In spite of the fact that the Liouville equation is the fundamental equation in classical dynamics, this equation is not yet well investigated except for non-equilibrium statistical mechanics. In this lecture, we discuss an interesting application of the Liouvillian formulation to a classical dynamics on the solar system. We estimate the size of the Kirkwood gaps in the distribution of main belt asteroids in terms of the eigenvalue problem of the Liouvillian. This is a long standing problem in a non-integrable system, because of the small denominator difficulty of the nonlinear system due to the resonance singularity. We show that this problem is solved on the level of distribution function instead of a trajectory level. The problem is treated as an example of a restricted three-body problem that consists of an asteroid, Sun, and Jupiter.
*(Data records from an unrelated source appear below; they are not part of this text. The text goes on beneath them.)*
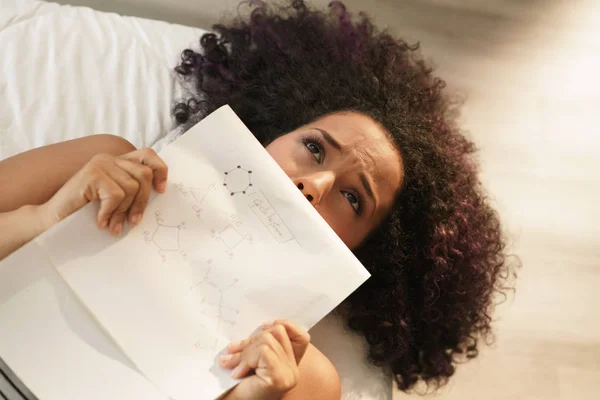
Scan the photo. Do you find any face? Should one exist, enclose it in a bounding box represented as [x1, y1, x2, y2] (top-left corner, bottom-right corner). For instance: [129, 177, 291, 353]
[267, 112, 403, 249]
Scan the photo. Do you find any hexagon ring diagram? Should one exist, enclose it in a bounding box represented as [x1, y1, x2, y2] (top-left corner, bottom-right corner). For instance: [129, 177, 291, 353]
[223, 165, 252, 196]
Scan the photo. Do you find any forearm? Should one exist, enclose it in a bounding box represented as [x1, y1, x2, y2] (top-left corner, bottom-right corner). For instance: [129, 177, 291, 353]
[0, 205, 46, 260]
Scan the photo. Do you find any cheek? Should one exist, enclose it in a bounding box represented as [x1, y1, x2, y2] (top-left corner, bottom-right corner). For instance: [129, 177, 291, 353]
[316, 202, 364, 250]
[265, 136, 298, 178]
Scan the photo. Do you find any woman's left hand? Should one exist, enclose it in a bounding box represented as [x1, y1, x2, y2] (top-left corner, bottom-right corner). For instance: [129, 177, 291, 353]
[221, 320, 310, 400]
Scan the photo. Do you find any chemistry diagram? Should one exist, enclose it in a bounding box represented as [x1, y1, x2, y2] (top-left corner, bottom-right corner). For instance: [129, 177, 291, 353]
[223, 165, 252, 196]
[190, 259, 240, 350]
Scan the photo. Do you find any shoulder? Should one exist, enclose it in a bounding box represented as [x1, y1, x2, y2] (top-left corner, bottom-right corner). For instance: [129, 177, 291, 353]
[283, 344, 342, 400]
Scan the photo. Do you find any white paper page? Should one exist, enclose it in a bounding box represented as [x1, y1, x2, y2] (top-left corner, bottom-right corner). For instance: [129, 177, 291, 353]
[37, 106, 368, 400]
[0, 242, 167, 400]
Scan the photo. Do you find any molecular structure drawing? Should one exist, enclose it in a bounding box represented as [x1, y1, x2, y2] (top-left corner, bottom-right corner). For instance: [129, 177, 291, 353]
[144, 210, 187, 262]
[223, 165, 252, 196]
[177, 183, 217, 219]
[210, 225, 252, 256]
[190, 259, 240, 350]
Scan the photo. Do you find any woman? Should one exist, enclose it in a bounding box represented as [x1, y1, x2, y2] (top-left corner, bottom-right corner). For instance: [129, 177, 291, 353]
[0, 1, 511, 399]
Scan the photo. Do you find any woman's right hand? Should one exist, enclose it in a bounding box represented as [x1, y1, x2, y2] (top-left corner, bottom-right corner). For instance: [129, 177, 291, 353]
[41, 148, 168, 235]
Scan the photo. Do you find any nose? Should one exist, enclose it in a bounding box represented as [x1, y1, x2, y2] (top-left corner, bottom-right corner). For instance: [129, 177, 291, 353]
[294, 171, 335, 206]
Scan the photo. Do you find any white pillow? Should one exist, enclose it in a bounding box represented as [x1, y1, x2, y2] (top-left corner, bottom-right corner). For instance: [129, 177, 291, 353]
[0, 0, 205, 159]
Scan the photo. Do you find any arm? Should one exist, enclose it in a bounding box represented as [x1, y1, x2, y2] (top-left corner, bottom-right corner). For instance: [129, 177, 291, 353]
[220, 320, 341, 400]
[282, 344, 342, 400]
[219, 344, 342, 400]
[0, 135, 135, 213]
[0, 206, 46, 260]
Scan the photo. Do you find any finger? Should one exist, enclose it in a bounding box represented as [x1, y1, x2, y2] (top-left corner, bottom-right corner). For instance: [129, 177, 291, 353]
[273, 319, 310, 364]
[242, 332, 288, 368]
[219, 353, 242, 369]
[119, 148, 169, 193]
[231, 359, 252, 379]
[91, 171, 125, 229]
[105, 162, 140, 235]
[115, 158, 153, 225]
[227, 338, 252, 353]
[265, 324, 296, 362]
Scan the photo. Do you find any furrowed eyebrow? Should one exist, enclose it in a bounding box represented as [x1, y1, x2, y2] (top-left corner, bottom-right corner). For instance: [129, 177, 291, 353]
[314, 128, 342, 151]
[360, 173, 377, 206]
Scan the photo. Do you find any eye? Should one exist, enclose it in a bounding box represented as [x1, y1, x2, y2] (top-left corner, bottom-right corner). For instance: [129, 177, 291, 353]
[342, 192, 361, 215]
[302, 137, 325, 164]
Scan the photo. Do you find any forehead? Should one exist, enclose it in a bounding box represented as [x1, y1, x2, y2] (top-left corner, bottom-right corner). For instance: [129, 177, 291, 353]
[309, 112, 394, 151]
[308, 112, 400, 173]
[308, 112, 403, 203]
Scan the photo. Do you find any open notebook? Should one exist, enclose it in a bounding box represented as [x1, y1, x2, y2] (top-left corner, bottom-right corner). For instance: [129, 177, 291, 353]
[0, 106, 369, 400]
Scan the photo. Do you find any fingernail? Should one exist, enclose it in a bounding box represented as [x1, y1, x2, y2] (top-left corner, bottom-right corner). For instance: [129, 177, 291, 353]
[231, 364, 244, 378]
[262, 322, 273, 329]
[221, 354, 233, 364]
[131, 214, 142, 225]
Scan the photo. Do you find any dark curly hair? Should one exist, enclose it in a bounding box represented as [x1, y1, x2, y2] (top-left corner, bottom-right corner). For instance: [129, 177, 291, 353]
[173, 0, 514, 390]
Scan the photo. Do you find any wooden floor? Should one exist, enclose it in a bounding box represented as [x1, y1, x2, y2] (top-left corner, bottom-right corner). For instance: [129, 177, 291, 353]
[54, 0, 600, 400]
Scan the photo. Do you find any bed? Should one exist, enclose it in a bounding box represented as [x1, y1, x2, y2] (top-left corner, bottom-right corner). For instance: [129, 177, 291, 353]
[0, 0, 392, 400]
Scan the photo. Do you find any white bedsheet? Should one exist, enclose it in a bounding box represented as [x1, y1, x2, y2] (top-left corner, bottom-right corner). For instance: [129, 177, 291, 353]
[0, 0, 392, 400]
[0, 0, 203, 159]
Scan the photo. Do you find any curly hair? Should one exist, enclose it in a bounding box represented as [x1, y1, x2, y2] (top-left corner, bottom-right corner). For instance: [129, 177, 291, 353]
[173, 0, 514, 391]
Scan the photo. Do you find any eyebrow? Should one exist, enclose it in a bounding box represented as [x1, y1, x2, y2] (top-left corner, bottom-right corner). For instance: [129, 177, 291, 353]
[315, 128, 377, 207]
[315, 128, 342, 151]
[360, 173, 377, 207]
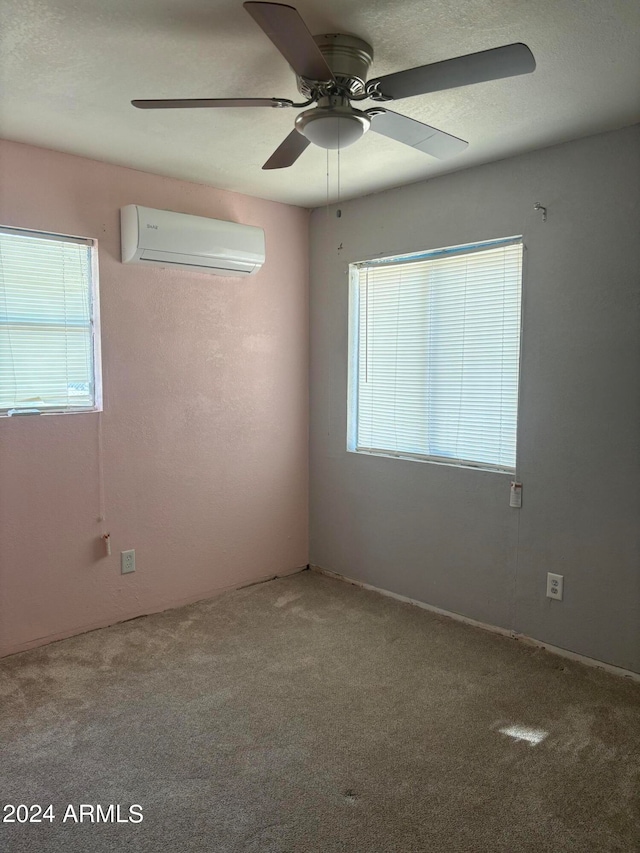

Jupiter is treated as a perturbation on the asteroid-Sun two-body problem. We found that the eigenstate of the Liouvillian of this two-body problem has a threefold degeneracy at the resonance point inside the Kirkwood gaps. Using the degenerate perturbation theory which has been extensively developed in quantum mechanics, we can analyze the resonance effect on the resonance point without divergence. The perturbation due to Jupiter removes the degeneracy and results a level repulsion in the eigenvalues, just as the same mechanism of the level repulsion in the eigenvalues of the Hamiltonian for an electron in quantum solid-state physics. As a result, the spectrum of the Liouvillian for the three-body problem has a band structure in the frequency space. Since the degeneracy is threefold, there is a stable eigenstate inside the resonance region. The stability is independent of the intensity of the perturbation determined by the eccentricity of the asteroid. This explains the stability of some asteroids with moderately large eccentricity that are located on the resonance orbit inside the Kirkwood gaps.
参考文献：T. Y. Petrosky, Prog. Theor. Phys. 125 (2011) 411.